日曜日に開けてみたものの、やっぱりゆっくりだった昨夜の営業。

ふらっとお一人で入って来た男性、「こういうBarは初めてなんです」と若干キョロキョロしながらノンアルコールのドリンクを注文された。茶髪の細面、若い方かなぁ、でも丁寧な話し方だな、などと思いながら他にお客様はいなかったので、色々とお話した。

というより、初めは色々と質問された。

「何年やってるんですか?」とか「楽しいですか?」とかとか。まぁよく聞かれる事を。
「このお店は18年です。その前に10年修行して。仕事は楽しいですよ。お客さんの反応もダイレクトに返ってくるし、やりがいはあります。
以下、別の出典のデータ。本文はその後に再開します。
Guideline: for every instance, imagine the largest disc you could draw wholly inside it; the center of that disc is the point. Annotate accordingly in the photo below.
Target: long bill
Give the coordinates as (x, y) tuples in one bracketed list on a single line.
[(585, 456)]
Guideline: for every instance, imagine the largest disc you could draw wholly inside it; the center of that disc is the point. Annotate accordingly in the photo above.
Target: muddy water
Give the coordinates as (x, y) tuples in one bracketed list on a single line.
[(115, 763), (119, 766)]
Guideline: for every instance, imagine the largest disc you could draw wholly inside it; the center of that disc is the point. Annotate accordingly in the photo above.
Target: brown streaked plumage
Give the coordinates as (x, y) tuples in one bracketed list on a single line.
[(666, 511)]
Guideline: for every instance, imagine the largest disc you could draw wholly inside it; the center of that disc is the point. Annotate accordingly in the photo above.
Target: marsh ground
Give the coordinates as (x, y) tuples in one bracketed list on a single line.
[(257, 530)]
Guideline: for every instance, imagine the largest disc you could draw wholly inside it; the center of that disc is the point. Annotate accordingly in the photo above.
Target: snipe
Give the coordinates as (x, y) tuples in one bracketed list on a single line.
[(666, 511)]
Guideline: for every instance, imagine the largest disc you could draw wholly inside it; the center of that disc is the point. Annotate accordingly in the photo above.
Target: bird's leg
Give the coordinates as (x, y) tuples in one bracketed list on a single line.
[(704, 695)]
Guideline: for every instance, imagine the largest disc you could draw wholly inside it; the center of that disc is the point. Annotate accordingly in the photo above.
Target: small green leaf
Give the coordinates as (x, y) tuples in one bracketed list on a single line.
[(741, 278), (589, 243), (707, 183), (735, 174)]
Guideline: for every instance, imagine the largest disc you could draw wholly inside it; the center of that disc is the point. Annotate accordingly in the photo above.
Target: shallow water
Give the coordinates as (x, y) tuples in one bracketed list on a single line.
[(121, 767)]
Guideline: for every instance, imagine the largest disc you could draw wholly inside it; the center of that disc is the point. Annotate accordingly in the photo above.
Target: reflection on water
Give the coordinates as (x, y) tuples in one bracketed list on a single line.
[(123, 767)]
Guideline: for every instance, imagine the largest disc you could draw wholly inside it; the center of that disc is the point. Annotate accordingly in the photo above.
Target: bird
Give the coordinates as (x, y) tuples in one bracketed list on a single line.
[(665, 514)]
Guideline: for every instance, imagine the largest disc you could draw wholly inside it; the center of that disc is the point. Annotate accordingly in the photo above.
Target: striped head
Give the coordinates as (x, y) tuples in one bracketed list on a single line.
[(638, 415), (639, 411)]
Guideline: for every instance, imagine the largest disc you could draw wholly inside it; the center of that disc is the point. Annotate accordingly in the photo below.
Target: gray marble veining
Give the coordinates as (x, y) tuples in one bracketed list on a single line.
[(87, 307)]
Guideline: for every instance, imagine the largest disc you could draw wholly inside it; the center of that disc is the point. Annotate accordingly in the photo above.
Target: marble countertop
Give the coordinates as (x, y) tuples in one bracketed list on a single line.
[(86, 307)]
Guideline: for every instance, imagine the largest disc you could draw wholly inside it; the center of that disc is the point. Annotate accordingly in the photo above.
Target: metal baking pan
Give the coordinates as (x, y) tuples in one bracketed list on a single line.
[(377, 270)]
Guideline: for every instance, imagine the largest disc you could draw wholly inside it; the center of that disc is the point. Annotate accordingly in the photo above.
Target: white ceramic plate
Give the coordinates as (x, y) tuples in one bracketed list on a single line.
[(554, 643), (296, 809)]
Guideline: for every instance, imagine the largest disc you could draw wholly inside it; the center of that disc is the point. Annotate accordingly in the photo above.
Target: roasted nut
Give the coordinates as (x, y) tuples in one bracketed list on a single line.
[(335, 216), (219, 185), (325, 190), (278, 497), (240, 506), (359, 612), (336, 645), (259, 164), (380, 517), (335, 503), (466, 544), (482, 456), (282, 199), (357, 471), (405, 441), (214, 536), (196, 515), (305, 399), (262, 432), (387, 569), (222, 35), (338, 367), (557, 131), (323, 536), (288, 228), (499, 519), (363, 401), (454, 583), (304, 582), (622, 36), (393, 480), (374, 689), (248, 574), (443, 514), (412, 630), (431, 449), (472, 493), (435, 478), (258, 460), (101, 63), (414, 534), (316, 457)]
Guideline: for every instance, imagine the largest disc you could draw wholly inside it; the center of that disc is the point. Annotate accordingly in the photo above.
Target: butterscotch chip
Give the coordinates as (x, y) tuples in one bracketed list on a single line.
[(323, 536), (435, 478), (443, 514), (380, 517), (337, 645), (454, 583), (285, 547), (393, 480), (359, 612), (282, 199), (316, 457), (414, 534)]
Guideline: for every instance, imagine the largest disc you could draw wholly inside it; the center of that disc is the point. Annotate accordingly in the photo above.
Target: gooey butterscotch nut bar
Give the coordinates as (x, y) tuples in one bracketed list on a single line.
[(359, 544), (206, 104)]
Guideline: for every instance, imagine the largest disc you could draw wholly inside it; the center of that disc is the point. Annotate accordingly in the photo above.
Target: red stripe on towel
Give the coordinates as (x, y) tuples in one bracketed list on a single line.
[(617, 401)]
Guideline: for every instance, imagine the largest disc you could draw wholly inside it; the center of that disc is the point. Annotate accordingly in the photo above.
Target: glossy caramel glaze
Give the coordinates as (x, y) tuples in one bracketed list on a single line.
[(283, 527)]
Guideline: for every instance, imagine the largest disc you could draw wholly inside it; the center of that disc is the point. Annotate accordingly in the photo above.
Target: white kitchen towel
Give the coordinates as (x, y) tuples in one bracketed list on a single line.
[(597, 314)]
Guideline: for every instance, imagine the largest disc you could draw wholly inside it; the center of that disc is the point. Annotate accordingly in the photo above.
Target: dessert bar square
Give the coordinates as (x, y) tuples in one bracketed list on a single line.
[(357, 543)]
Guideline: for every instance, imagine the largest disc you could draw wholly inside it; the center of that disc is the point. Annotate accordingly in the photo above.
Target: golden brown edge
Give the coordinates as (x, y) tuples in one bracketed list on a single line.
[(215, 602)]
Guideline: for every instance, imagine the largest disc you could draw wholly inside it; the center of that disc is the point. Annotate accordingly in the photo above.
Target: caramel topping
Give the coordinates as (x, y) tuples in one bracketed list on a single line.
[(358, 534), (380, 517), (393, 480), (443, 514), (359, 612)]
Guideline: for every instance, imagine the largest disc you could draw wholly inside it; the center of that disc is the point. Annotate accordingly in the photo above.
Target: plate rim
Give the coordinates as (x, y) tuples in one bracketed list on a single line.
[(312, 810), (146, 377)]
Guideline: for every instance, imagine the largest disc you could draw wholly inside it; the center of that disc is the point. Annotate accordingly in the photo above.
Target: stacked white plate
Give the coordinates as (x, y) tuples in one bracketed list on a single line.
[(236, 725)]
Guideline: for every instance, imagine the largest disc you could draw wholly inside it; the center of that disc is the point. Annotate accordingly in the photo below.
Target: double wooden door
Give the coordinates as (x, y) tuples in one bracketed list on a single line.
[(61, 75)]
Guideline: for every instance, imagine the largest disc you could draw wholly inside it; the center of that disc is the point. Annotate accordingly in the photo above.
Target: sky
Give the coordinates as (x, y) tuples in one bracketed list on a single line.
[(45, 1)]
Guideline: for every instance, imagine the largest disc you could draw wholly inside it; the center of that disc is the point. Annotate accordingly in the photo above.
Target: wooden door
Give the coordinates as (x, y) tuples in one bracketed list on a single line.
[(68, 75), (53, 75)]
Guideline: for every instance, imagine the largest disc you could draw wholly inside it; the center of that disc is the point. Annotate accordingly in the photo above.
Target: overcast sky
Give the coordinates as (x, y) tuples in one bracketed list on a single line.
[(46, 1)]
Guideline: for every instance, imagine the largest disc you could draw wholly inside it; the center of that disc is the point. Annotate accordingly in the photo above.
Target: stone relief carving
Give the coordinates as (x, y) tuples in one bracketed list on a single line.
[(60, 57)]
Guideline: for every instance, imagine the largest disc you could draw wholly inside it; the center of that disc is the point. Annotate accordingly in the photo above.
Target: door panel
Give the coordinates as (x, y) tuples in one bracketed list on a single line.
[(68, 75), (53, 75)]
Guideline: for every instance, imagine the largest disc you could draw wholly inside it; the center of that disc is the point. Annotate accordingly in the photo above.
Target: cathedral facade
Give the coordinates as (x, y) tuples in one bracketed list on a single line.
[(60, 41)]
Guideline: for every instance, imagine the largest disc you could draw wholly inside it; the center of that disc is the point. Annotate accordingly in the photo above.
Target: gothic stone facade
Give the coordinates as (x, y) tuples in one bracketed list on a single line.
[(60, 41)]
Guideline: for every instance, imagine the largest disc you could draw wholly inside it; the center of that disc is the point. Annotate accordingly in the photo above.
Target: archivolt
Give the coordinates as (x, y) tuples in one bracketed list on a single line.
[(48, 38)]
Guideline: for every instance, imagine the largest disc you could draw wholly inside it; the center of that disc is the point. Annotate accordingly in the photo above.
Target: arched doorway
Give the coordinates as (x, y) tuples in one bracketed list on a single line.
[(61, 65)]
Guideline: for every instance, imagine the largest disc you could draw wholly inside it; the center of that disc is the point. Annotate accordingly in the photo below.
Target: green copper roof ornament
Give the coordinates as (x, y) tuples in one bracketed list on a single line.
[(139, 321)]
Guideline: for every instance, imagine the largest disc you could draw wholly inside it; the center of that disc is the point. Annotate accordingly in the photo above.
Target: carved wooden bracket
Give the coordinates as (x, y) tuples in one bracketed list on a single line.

でもコロナの影響でめちゃくちゃ大変ですけどねー」と。

すると彼は、「自分は鳶職やってて36歳なんですけど、鳶の仕事って若いうちしか出来ないんですよ、現場は。だからある程度年齢が上がると、他の機械を使う職人になったり、独立して社長業をするかみたいに分かれるんですよ。」

あっ、思ったより年齢上だったと思っていたら、彼が続けた。

「こういうBarの仕事って、お客さんから”ありがとう”とか言われるからいいですよね。自分の仕事は、やって当然みたいに思われてるからそういう事は無くって。。。」と。

なるほど。そう感じるのかぁ。

と思いながら私は、「でも、このお酒とか、このカウンターとかを作っている人に直接感謝の言葉は言えないけど、こういう物が無いと私達の仕事も成り立たない訳で。。。」と返したけど、当たり前の話を世の中を知ったような感じで話してしまい、当然彼の心には響かず、やや沈黙。

そんな話をした自分を悔やんだ。

すると、彼が続けた。

「あと、実は自分はプロボクサーもやってて、大晦日の試合で負けちゃって。年齢の事もあるし、ランキングから外れると引退しなくちゃいけなくて。次、試合するかとかまた決めてなくて。。。」 と。

えーーー!


大晦日って、あの「井岡一翔VS田中恒成」の世界タイトルマッチのあった大会。
4階級王者、3階級王者日本人同士の激アツの対決だったあのリング!

私が家で鍋を食べながらみていた大田区総合体育館のリングに、目の前の彼は立っていたのだった。


中野ウルフ(鹿児島・橋口ジム) 36歳 日本フライ級15位 6勝(2KO)8敗4分


29歳でボクシングを始め30歳で遅咲きのプロデビューするも6連敗の苦労人

そこから盛り返しランクインして、日本タイトルマッチが決定するも、その矢先に左目の網膜剝離が診断されタイトルマッチはキャンセルに。

そして5度の手術を受けて復帰した2020年の大晦日の試合で判定負けを喫してしまった。

プロボクサーは37歳を迎えるとライセンスを剥奪されるが、ランカーに入っていれば猶予されるという仕組みがある。

そして、彼は今年の2月に37歳を迎える。


私が学生時代にボクシングをやっていた縁で彼の所属する橋口ジムは、一度だけお店で大会に協賛したこともあったけど、試合は見に行かなかった。
(その鹿児島アリーナでの試合に彼は勝った)


それからまた色々とお話しをした。

ボクシングを始めたきっかけとか。
後楽園ホールのこと。
応援が力になること。


2月に試合を組んでもらえるかもしれないけど、まだ続けるか決めかねていること。

そして、左目が見えにくくなっていること。


人生の大きな岐路に立っているであろう彼に、「頑張って」とか「挑戦して」とか、簡単な言葉はかけられなかった。

ただお店に置いていた、去年私が読んで一番胸が熱くなった一八〇秒の熱量という、まさに中野選手と同じような境遇の引退間近のボクサーのドキュメンタリー本を無理やりプレゼントした。


そして彼のinstgramをフォローした(笑)



お店を開けていたら、フラッとこういう出会いというか、縁があるから、やっぱり楽しい。